- Flag Seal
- Location in Táchira
- Pedro María Ureña Municipality Location in Venezuela
- Coordinates: 7°54′N 72°24′W﻿ / ﻿7.9°N 72.4°W
- Country: Venezuela
- State: Táchira
- Municipal seat: Ureña

Government
- • Mayor: Jhon Carrillo (PSUV)

Area
- • Total: 168.7 km^{2} (65.1 sq mi)

Population (2011 -> 2019 projection)
- • Total: 52,678 -> 56,142
- • Density: 312.3/km^{2} (808.7/sq mi)
- Time zone: UTC−4 (VET)
- Website: Official website

= Pedro María Ureña Municipality =

Pedro María Ureña Municipality is one of the 29 municipalities that makes up the western Venezuelan state of Táchira and, according to the 2011 Venezuelean census, the municipality had a population of 52,678. The mayor of the municipality is Jhon Carrillo of the PSUV party since December 2017 and the town of Ureña is the municipal seat of the Pedro María Ureña Municipality.

==Demographics==
Based on the 2011 Venezuelan census, The population of the Pedro María Ureña Municipality was 52,678 people, accounting for 4.4% of the total population of the state of Táchira. Almost all (96.36%) of the municipality's population is in the town of Ureña, the municipal seat.

By June 2019, official projections from the Venezuelan Statistics National Institute estimated the population of Pedro María Ureña as 56,142 people, representing an annual growth rate of 0.8% since 2011 and showing a population density of 305.1 inhabitants/km². However, these projections do not account for the impact of emigration linked to the country's recent economic and political circumstances.

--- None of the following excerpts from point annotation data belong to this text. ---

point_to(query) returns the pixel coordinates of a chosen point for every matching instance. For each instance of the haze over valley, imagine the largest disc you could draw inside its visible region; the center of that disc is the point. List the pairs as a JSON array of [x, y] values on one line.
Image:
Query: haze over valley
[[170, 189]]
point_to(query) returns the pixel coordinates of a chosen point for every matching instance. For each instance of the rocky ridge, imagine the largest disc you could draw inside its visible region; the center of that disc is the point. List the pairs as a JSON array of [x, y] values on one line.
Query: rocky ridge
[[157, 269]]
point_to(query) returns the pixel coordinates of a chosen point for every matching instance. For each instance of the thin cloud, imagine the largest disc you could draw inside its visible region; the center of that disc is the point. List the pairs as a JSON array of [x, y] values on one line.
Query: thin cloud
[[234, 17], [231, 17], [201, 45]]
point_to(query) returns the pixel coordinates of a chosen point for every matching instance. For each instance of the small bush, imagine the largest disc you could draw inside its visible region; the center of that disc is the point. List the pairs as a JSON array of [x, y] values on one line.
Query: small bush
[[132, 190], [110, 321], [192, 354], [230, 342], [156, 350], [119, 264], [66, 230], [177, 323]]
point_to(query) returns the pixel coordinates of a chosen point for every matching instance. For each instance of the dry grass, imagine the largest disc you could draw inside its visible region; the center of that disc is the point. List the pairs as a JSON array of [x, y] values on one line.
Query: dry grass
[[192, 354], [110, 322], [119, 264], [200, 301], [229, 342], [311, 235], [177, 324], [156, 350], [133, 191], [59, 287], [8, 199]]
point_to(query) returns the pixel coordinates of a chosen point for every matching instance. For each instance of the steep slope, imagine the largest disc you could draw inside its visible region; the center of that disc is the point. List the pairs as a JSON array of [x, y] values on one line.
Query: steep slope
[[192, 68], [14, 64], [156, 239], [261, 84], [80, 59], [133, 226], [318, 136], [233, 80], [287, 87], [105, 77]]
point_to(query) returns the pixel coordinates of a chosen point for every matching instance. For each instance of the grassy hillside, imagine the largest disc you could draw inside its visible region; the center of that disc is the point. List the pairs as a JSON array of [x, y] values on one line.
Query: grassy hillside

The gender distribution of the population was 49.8% men (25,821) and 50.2% women (26,058). The age distribution showed that the largest segment of the population was aged 15 to 64, comprising 68.1% of the people. Younger people aged 0 to 14 made up 27.1% of the population, while those aged 65 and older accounted for 4.8%. The municipality is almost entirely urbanized, with 96.4% of inhabitants (50,006) living in urban centers compared to just 3.6% (1,873) in rural areas.

Ethnically, the municipality identified as predominantly White people (58.1%) and Mestizo (39.2%). Minority groups included 0.9% Afro-Venezuelans, a small indigenous population of 4 individuals, and 1.8% belonging to other ethnic groups. The literacy rate was 96.2%, with 1,608 inhabitants of Pedro María Ureña not able to read or write.

==Government==
The mayor of the Pedro María Ureña Municipality is Jhon Carrillo of the United Socialist Party of Venezuela, since his election in December 2017. He was re-elected for a third term in July 2025. The municipality is divided into two parishes; Nueva Arcadia and Pedro María Ureña.